Policies and Procedures
The DOL Fiduciary Rule requires that investment advisers establish, maintain and enforce written policies and procedures designed to ensure compliance with the Impartial Conduct Standards. The investment adviser’s policies and procedures are required to mitigate conflicts of interest to the extent that a reasonable person reviewing the policies and procedures and incentive practices as a whole would conclude that they do not create an incentive for the investment adviser or its investment professionals to place their interest ahead of the Retirement Investor. In addition, the policies and procedures should address how to document rollover recommendations, consistent with the requirements detailed above.
Periodic Review of Policies and Procedures
Investment advisers must periodically and reasonably review their policies and procedures and revise them as necessary to ensure that the policies and procedures continue to satisfy the conditions of the DOL Fiduciary Rule.
The DOL Fiduciary Rule requires investment advisers to conduct a retrospective review, at least annually, that is reasonably designed to assist the investment adviser in detecting and preventing violations of, and achieving compliance with, the Impartial Conduct Standards and the policies and procedures governing compliance with the DOL Fiduciary Rule.
The methodology and results of the retrospective review must be reduced to a written report that is provided to one of the investment adviser’s Senior Executive Officers (CEO, President, CCO). That officer is required to certify annually that:
The officer has reviewed the report of the retrospective review;
The investment adviser has in place policies and procedures prudently designed to achieve compliance with the conditions of this exemption; and
The investment adviser has in place a prudent process to modify such policies and procedures as business, regulatory and legislative changes and events dictate, and to test the effectiveness of the policies and procedures on a periodic basis, the timing and extent of which is reasonably designed to ensure continuing compliance with the conditions of this exemption.
This retrospective review, report and certification must be completed no later than six months following the end of the period covered by the review. Investment advisers are required to retain the report, certification, and supporting data for a period of six years.

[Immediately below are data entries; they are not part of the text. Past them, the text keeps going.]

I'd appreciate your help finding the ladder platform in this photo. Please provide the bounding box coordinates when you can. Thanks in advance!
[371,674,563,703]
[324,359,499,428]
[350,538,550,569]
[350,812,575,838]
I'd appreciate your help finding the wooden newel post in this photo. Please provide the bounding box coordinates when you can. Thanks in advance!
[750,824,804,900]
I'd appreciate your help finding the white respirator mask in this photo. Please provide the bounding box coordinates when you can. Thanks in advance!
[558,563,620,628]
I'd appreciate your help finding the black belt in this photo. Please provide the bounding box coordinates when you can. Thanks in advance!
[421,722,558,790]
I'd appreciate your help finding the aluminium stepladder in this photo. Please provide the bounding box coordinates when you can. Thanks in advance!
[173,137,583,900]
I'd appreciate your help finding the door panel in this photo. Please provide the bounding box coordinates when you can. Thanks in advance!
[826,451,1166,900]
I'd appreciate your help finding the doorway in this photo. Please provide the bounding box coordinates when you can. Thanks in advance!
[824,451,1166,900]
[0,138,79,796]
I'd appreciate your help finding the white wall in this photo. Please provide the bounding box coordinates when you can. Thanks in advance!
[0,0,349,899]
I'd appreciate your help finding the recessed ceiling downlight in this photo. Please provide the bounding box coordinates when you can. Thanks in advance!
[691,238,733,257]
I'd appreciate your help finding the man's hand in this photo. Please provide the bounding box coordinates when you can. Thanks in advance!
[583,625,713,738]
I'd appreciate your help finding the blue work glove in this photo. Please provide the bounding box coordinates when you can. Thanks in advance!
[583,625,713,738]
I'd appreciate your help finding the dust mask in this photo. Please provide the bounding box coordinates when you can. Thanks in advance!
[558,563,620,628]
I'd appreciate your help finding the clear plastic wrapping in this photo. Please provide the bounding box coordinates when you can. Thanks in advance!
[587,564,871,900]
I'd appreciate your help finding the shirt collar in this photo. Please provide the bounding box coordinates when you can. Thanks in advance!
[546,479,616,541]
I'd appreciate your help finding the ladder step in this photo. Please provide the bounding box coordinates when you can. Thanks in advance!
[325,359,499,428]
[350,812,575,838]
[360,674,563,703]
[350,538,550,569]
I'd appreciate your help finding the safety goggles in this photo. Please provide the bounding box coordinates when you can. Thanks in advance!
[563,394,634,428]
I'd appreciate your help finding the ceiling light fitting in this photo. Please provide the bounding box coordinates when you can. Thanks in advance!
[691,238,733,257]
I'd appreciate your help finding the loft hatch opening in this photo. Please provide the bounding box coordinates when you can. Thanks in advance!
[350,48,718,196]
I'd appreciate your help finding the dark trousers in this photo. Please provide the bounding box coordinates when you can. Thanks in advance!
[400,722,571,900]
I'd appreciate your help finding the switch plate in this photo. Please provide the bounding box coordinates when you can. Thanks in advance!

The DOL Fiduciary Rule also provides self-correction procedures. Specifically, a non-exempt prohibited transaction will not have occurred due to a violation of the DOL Fiduciary Rule’s conditions, provided:
Either the violation did not result in investment losses to the Retirement Investor or the investment adviser made the Retirement Investor whole for any resulting losses;
The investment adviser corrects the violation and notifies the DOL via email at [email protected] within 30 days of the correction;
The correction occurs no later than 90 days after the investment adviser learned of the violation or reasonably should have learned of the violation; and
The investment adviser notifies the persons responsible for conducting the retrospective review during the applicable review cycle, and the violation correction is specifically set forth in the written report of the retrospective review.
Pursuant to the provisions of the DOL Fiduciary Rule, there are circumstances under which an investment adviser or its investment professionals will become ineligible to rely on the DOL Fiduciary Rule for a period of 10 years. The grounds for ineligibility involve certain criminal convictions or certain egregious conduct with respect to compliance with the DOL Fiduciary Rule.
Investment advisers must maintain records for six years demonstrating compliance with the DOL Fiduciary Rule.